Due to the strengthening US currency in response to a decline in the yield of the US Treasury bonds we can talk about a bear trap for the EUR/USD 

The exchange of pleasantries by the US and China has calmed the financial markets and allowed investors to concentrate on the issue of divergence in monetary policy. As the publication of the minutes of the May meeting of the Federal Reserve approached, it allowed the EUR/USD bears to repulse the opponents' attack on the resistance near 1,182 and return the quotations of the pair to the middle of the 17th figure. In response to a temporary suspension of import duties in the amount of $150 billion, the Celestial Empire undertakes to buy more American oil, natural gas and agricultural products. Beijing starting July 1 will reduce tariffs on imported cars from 25% to 15%. This, of course, is not 2.5%, as required by Washington, but it's a start.

The first round of the trade war was won by China. Using its status as a strategic partner of the United States in relations with North Korea, as well as a low political pain threshold in the US states focused on the export of agricultural products, Beijing made minimal concessions. The example of natural liquefied gas is illustratory. China is to become the largest importer and will increase purchases in any case, but the US are one of the three largest exporters. Why do not they agree? With regard to most of the goods included in the agreement, China can simply redirect purchases from other countries to the US, which will almost go unnoticed by its foreign trade.

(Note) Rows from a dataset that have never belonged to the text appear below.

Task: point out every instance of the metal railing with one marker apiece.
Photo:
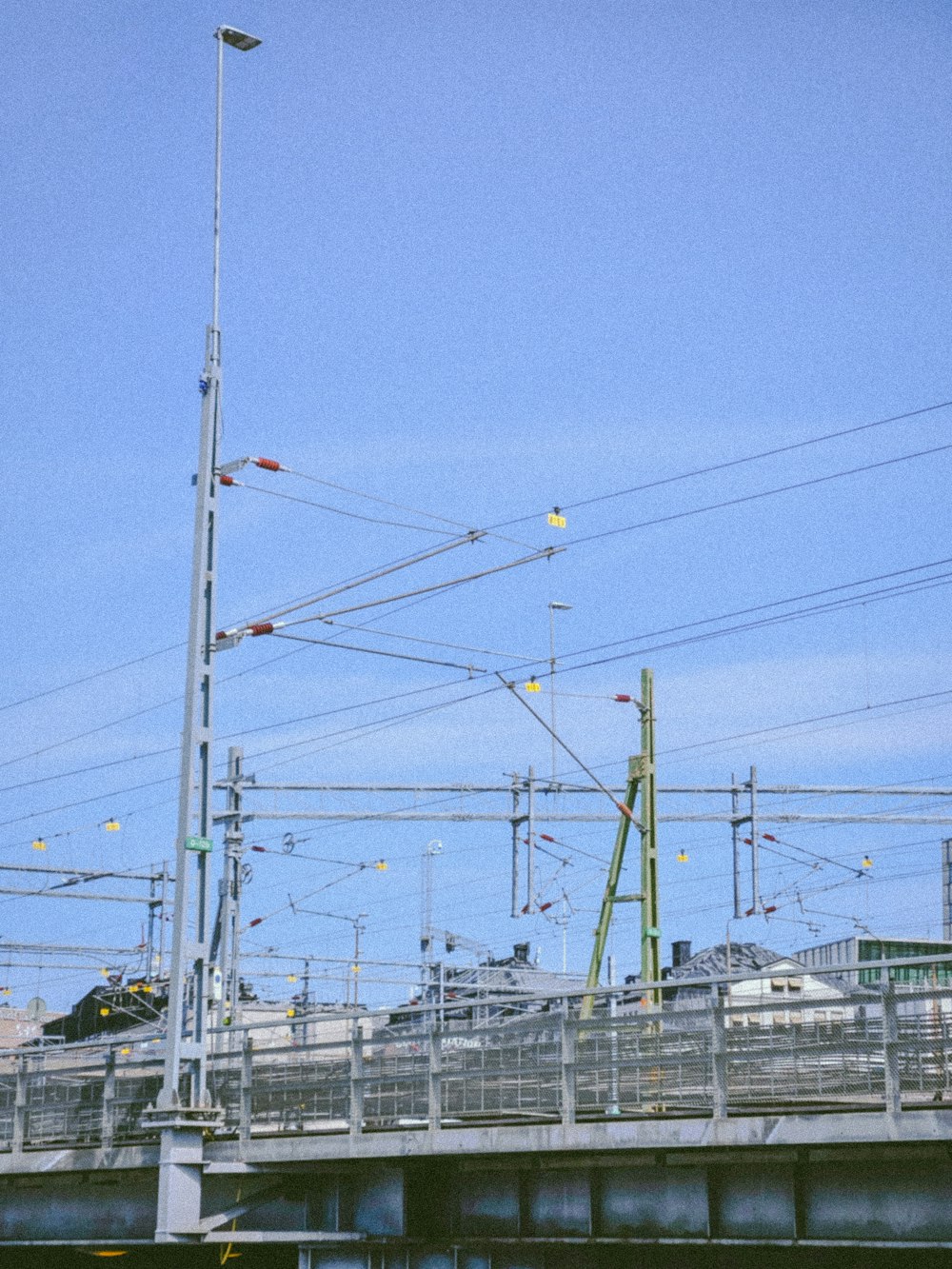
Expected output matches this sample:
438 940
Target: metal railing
758 1044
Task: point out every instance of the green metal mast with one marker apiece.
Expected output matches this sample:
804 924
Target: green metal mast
642 780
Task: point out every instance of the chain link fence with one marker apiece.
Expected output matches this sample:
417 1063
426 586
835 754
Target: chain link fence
781 1044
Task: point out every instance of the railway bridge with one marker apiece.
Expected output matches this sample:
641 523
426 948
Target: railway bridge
498 1135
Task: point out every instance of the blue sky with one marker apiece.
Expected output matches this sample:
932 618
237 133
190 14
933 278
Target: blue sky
478 260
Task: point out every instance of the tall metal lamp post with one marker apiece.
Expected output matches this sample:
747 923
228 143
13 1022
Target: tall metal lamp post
183 1109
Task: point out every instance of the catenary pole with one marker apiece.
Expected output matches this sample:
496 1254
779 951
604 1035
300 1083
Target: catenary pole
183 1107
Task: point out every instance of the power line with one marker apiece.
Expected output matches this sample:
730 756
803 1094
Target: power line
89 678
338 510
753 498
737 462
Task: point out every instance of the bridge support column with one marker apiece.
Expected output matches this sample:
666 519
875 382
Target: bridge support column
246 1093
436 1094
719 1058
356 1079
890 1048
181 1166
567 1046
19 1107
179 1185
109 1100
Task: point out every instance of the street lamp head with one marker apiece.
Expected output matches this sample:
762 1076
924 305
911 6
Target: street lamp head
239 39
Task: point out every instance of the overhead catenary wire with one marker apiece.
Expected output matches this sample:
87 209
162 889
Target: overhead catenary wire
339 510
752 498
735 462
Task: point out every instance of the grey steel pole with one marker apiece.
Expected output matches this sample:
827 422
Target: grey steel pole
551 685
187 1041
228 1005
531 848
516 844
563 608
754 848
735 842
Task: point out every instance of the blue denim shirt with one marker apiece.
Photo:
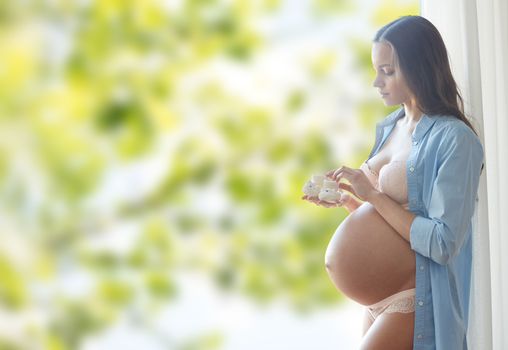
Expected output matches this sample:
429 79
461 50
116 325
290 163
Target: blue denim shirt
443 170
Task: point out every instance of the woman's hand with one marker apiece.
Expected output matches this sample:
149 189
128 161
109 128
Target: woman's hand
359 186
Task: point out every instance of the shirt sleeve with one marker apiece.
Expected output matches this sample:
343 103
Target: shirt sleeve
452 198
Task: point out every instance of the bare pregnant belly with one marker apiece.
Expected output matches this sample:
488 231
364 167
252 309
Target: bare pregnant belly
367 259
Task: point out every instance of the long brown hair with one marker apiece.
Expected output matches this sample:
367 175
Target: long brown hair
422 57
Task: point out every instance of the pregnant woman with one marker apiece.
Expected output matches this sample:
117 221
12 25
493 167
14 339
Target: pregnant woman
405 250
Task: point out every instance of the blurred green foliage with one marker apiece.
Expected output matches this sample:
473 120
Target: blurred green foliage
94 86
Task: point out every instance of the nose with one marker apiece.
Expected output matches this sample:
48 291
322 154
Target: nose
377 82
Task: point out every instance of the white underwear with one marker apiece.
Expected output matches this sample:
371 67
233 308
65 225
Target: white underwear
403 302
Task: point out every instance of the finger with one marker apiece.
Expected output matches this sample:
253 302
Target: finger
349 188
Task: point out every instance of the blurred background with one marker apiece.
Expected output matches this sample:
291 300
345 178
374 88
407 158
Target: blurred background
152 156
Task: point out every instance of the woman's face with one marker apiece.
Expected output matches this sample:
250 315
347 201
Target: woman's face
389 80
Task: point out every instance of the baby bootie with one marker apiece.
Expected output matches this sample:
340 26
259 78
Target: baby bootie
313 186
330 192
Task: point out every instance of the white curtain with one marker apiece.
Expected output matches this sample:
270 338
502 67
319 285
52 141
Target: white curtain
476 34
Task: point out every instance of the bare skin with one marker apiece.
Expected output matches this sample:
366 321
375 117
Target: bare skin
369 257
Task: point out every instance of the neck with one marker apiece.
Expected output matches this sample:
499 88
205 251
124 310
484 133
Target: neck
412 112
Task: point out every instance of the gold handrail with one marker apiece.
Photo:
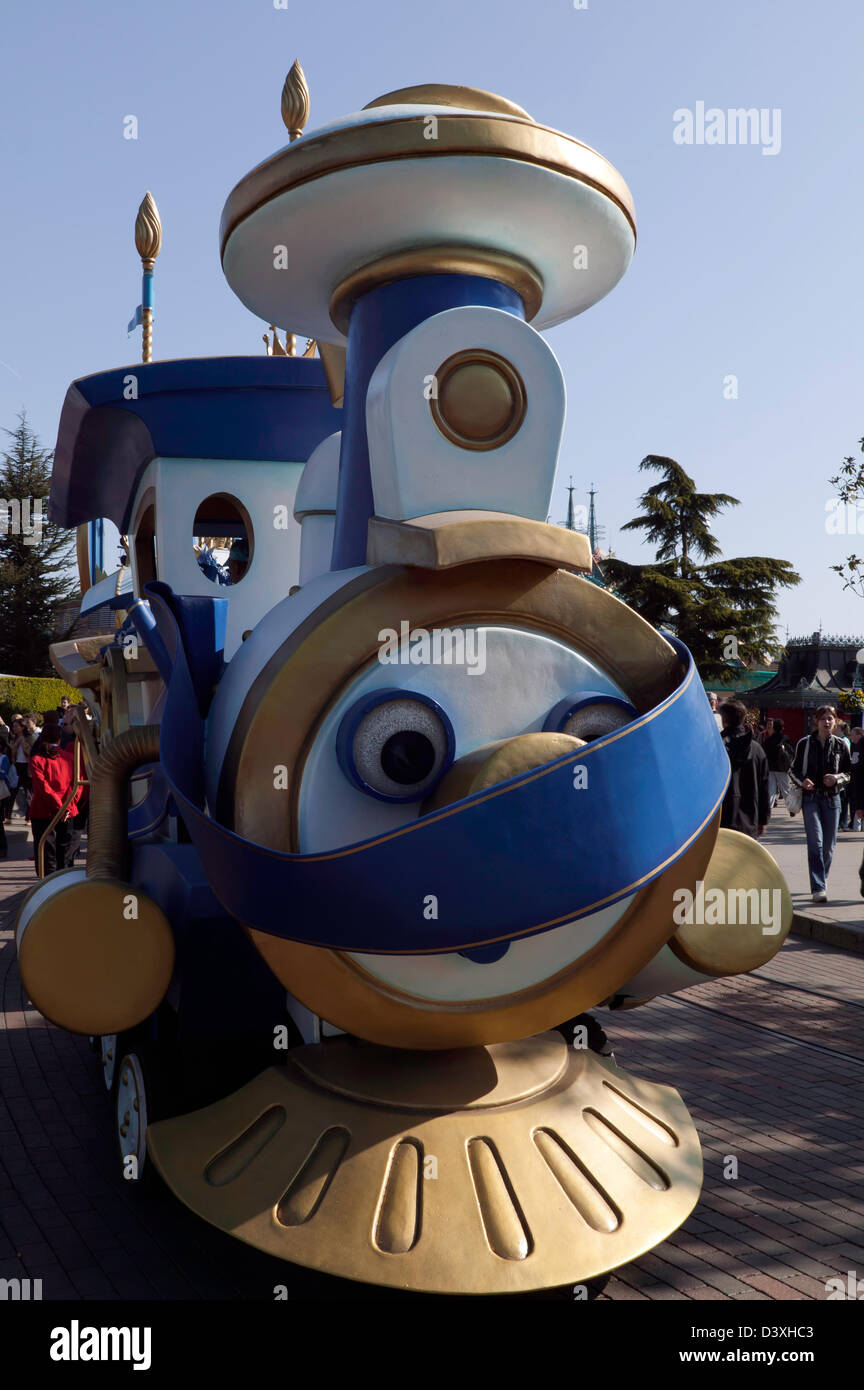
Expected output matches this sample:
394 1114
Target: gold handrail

De-escalation of the conflict is a played-off factor, and all the more interesting is the strengthening of the dollar against the backdrop of a fall in the yield of 10-year US Treasury bonds and a decrease in the probability of four monetary restrictions by the Federal Reserve in 2018 to 49%. Moreover, there are problems with the attraction of resources for the tax reform. Despite the maximum rate since July 2008 and the expansion of the yield differential of the US and German bonds to 3.17%, the highest since 1990, the proportion of non-residents who purchased these securities at the last auction fell to 39.3% (lowest since 2016 ).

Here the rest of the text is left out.